Methods: Our analysis employed linked administrative health data, including physician visits, hospital admissions, and death records from Apr 1991 to Mar 2006, and all dispensed medications from Apr 1996 to Mar 2006, for the entire adult (≥18 years) population of British Columbia, Canada (4.1 million individuals).  Inclusion in our incident PsC/PsA exposure cohort required one of the following: 1) ≥2 ICD-9 physician diagnostic codes specific for PsC/PsA within a 2 year period between Apr 1996 and Mar 2006; 2) ≥1 specific ICD-9 diagnostic code from a dermatologist (for PsC), a rheumatologist (for PsA), or from hospital.  Five unexposed, general population controls were matched to each PsC/PsA case by age, sex, and follow-up time (index date).  Individuals with diagnoses of PsC, PsA, or MI prior to the baseline were excluded.  Depression was defined by physician or hospital diagnosis, and MI was defined by hospitalization or death certificate.  We used Cox proportional hazards models to estimate the independent impact and potential effect modification of depression in psoriatic disease compared to matched controls, adjusting for age, sex, comorbidities, health resource utilization, and socioeconomic status. 

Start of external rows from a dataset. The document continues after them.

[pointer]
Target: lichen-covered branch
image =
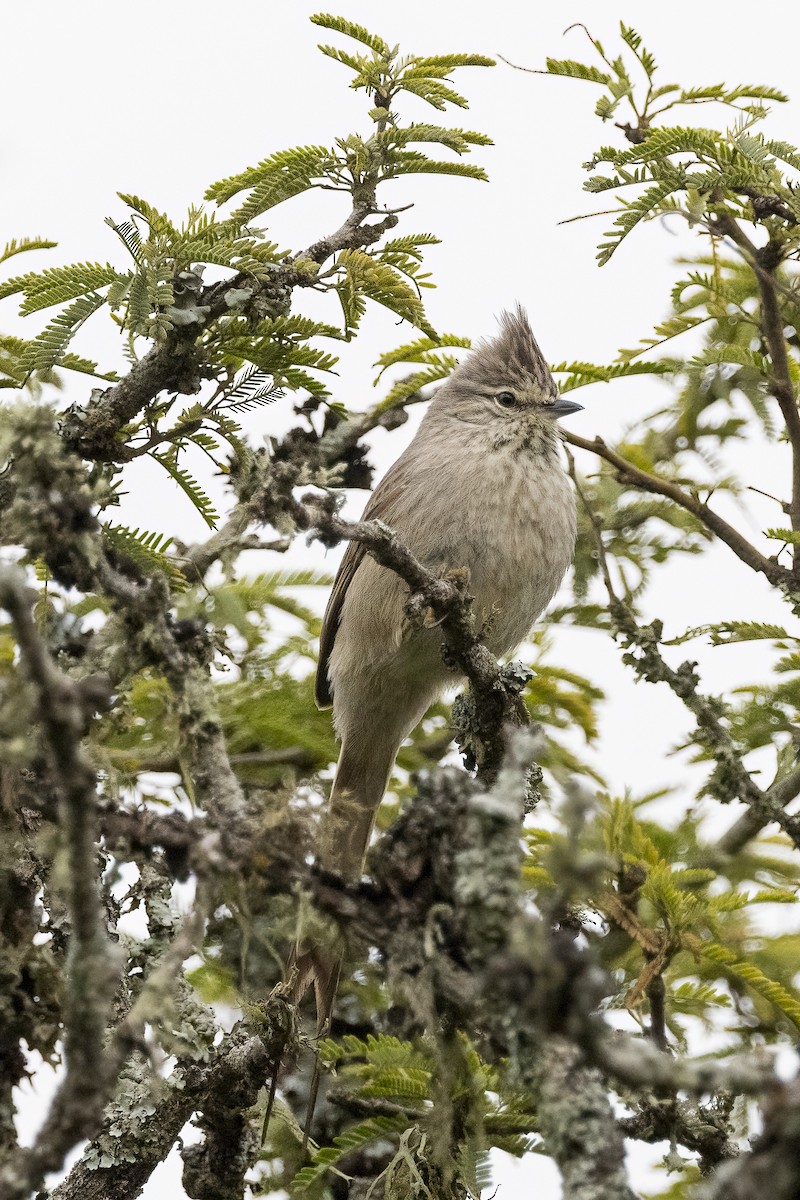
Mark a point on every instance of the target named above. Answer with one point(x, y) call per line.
point(65, 708)
point(629, 473)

Results: Among 10,041 cases of incident PsC/PsA (51% male, mean age of 49 years), 268 incident MI events occurred (incidence = 5.8 per 1,000 person-years [PY]).  The incidence of depression in PsC/PsA was 3.4 per 1,000 PY and the corresponding 10-year prevalence estimate was 21.6%.  Individuals with PsC/PsA were more likely to be depressed (adjusted OR, 1.26) than controls.  Incident depression increased the risk of incident MI by 80% in PsC and PsA (adjusted RR, 1.8; 95% CI, 1.3-2.5).  Further, depression was found to modify the risk of MI in psoriatic conditions such that an increased risk was only observed among psoriatic individuals with depression (RRs = 1.6, P<0.01 vs. 1.1, ns). 

Conclusion: These population-based data suggest that depression is a prevalent and independent risk factor for MI among patients with PsC and PsA.  Moreover, our findings suggest that depression acted as a major effect modifier in the context of PsC and PsA, such that PsC and PsA only led to an increased risk of MI among individuals with depression.  These data underscore the need to actively screen for depression among PsC and PsA patients and closely monitor cardiovascular health in this high-risk group to improve long-term survival.